There’s a growing argument that short-termism – concentrating on boosting current profits rather than investing in the long-term future – is quashing innovation and creating misleading market figures, writes Anne Marie Knott for Harvard Business Review.
Although stock-market indexes suggested a major rise last year, quarterly profits didn’t match up, she writes. Standard & Poor’s 500 and the Dow, for example, shot up in 2017 by 18 and 19% respectively. Quarterly profits, however, increased by just 5% since 2012.
“But investors’ valuations of those profits (as measured by earnings per share) has increased 59% over the same period.” Some experts suggest that this anomaly is the result of many years of short-sighted focus that has left businesses hollowed out and struggling and that it’s now time to reverse the trend.
A popular view is that this simply involves changing your CEO’s behaviour but it’s usually the underlying framework of the business that needs shifting.

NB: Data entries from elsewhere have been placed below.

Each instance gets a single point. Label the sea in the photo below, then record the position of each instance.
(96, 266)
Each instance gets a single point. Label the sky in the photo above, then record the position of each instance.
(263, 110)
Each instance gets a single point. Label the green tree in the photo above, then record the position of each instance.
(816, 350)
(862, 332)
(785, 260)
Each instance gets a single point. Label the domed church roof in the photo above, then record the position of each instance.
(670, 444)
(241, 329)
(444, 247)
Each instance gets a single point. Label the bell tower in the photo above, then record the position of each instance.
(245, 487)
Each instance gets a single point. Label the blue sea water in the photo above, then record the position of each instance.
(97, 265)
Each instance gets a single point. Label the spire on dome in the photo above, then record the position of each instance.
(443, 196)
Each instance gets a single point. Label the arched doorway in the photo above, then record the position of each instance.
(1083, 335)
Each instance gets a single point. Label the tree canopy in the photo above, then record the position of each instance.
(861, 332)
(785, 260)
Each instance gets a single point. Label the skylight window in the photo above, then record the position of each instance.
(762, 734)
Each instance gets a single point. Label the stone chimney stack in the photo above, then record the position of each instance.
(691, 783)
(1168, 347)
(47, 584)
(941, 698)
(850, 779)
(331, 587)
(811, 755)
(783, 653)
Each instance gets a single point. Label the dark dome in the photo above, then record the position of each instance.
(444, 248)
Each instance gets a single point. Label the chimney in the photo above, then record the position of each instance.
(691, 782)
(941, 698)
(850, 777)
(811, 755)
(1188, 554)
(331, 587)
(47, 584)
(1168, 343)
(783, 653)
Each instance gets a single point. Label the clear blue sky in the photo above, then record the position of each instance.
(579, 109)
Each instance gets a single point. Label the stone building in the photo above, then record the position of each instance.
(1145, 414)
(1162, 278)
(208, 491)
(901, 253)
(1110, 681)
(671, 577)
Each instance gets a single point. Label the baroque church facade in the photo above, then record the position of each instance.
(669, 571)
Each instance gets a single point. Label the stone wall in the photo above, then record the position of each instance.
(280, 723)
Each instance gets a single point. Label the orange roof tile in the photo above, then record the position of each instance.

MOVE AWAY FROM SHORT-TERMISM
Knott advocates three structural measures to kickstart the move away from short-termism and the resulting higher cost of capital investment:
1) Hire an insider – rather than an outsider – as your CEO. There was a trend from the late 1980s through to the 2008 recession for companies with short-term profit goals to hire CEOs from outside of their organisation and, often, their industry:
“While outside CEOs are valued because they bring new perspective… they impose a hidden cost to innovation at firms whose growth derives from research and development (roughly 49% of firms),” says Knott.
Analysis of interviews with CTOs (across a wide range of industries) about research quotient (RQ) indicates that outside CEOs are less likely to have the requisite expertise in technological terms to push a business forward through R&D.
If you don’t appoint an insider, at least hire someone with expertise in your domain if you’re looking to grow through research and development.
2) Bring research and development back to the heart of your business. Outside CEOs tend to devolve R&D budgets and decisions to department managers, making it is easier to link investment to outcomes. That increases emphasis on short-term profits rather than the company’s overall market value, which takes projected profits into consideration.
Knott’s research indicates that companies with decentralised R&D have 40-60% lower RQ than companies with centralised R&D, meaning “they generate less revenue, profit and market value per dollar of R&D”.
3) Increase your focus on the research side of R&D. Department heads controlling their own R&D budgets take a parochial view. This means there’s less basic research and investment in things like emerging technologies to benefit the company long term. One of Knott’s studies found that “across the five most common configurations of R&D allocation, the configuration with the highest RQ allocates twice as much of its total R&D investment to basic and applied research than does the average company”.
If you are looking to reverse the effects of short-termism, use these three strategies to promote long-term fundamental growth, boosting your company’s RQ, revenues and profits.